出典: フリー百科事典『ウィキペディア(Wikipedia)』

ナショナル・ギャラリー
ナショナル・ギャラリーの1F

ザ・ナショナル・ギャラリー (The National Gallery) は、イギリスロンドンにある美術館である。トラファルガー広場に面し、イタリア・ルネサンス、オランダ絵画などの充実したコレクションで知られる。

[編集] 歴史

1824年、J.J.アンガースタインの遺贈したコレクションをもとに開設された。当初の所蔵絵画はわずか38枚だったという。当初はアンガースタインの邸宅を改装してギャラリーとしていたが、1838年、現在のトラファルガー広場に移転した。
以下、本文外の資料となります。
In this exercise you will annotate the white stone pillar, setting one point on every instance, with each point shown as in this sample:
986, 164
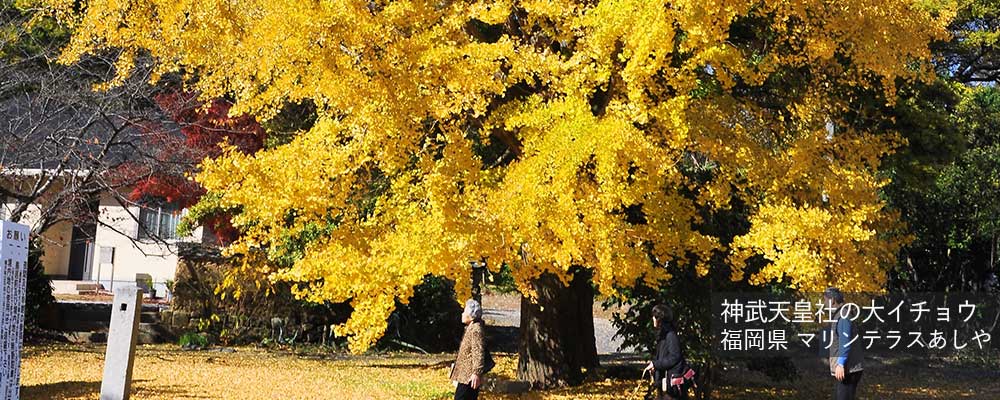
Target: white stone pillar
122, 334
13, 278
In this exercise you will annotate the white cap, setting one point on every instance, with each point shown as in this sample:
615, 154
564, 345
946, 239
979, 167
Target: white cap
473, 309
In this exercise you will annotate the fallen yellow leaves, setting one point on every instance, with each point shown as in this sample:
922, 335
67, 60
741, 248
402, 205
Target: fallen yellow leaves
66, 371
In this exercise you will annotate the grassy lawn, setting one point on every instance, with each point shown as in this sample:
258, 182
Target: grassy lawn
63, 371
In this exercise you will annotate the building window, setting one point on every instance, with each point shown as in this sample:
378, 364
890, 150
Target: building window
160, 222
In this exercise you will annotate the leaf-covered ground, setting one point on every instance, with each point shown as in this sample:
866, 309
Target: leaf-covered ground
64, 371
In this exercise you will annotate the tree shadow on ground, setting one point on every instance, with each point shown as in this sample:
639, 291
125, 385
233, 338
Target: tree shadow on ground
61, 390
90, 390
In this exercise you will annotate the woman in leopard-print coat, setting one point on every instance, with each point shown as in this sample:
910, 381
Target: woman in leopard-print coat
467, 372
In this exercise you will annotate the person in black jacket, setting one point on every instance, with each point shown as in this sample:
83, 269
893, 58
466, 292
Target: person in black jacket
669, 362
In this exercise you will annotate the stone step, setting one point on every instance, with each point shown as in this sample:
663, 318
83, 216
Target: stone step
149, 317
86, 337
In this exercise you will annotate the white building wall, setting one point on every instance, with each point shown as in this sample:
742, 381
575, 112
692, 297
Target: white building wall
119, 229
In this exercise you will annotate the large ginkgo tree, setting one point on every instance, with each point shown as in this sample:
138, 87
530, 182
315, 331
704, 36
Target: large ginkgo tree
577, 142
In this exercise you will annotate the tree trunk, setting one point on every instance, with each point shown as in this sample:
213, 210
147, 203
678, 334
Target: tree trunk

最初のディレクターであったチャールズ・イーストレイクがイタリア・ルネサンスの作品を揃え、3代目のディレクターであったフレデリック・ウィリアム・バートンが18世紀美術や、ハンス・ホルバイン (子)の「大使たち」などを購入。1897年、多くのイギリス美術は新設されたテート・ギャラリーに移された。

所蔵作品の点数ではルーヴル美術館メトロポリタン美術館などの巨大コレクションに譲るが、作品の質の高さでは他の大美術館にひけを取らない。同じロンドンのテート・ブリテン(テート・ギャラリーのイギリス美術専門館)がイギリス絵画を主としているのに対し、ナショナルギャラリーはイタリアなどの外国絵画のコレクションが中心で、とくにイタリア・ルネサンス、オランダ絵画などが充実している。なお、ナショナル・ギャラリーの所蔵品はポスト印象派までで、それ以降の海外美術はテート・ギャラリーの分館、テート・モダンが担当する。

近年、中世美術の常設展示と企画展示をおこなえるセインズベリ棟(ロバート・ヴェンチューリ設計)がオープンし展示面積が大幅に増えたが、さらに改築工事を進めている。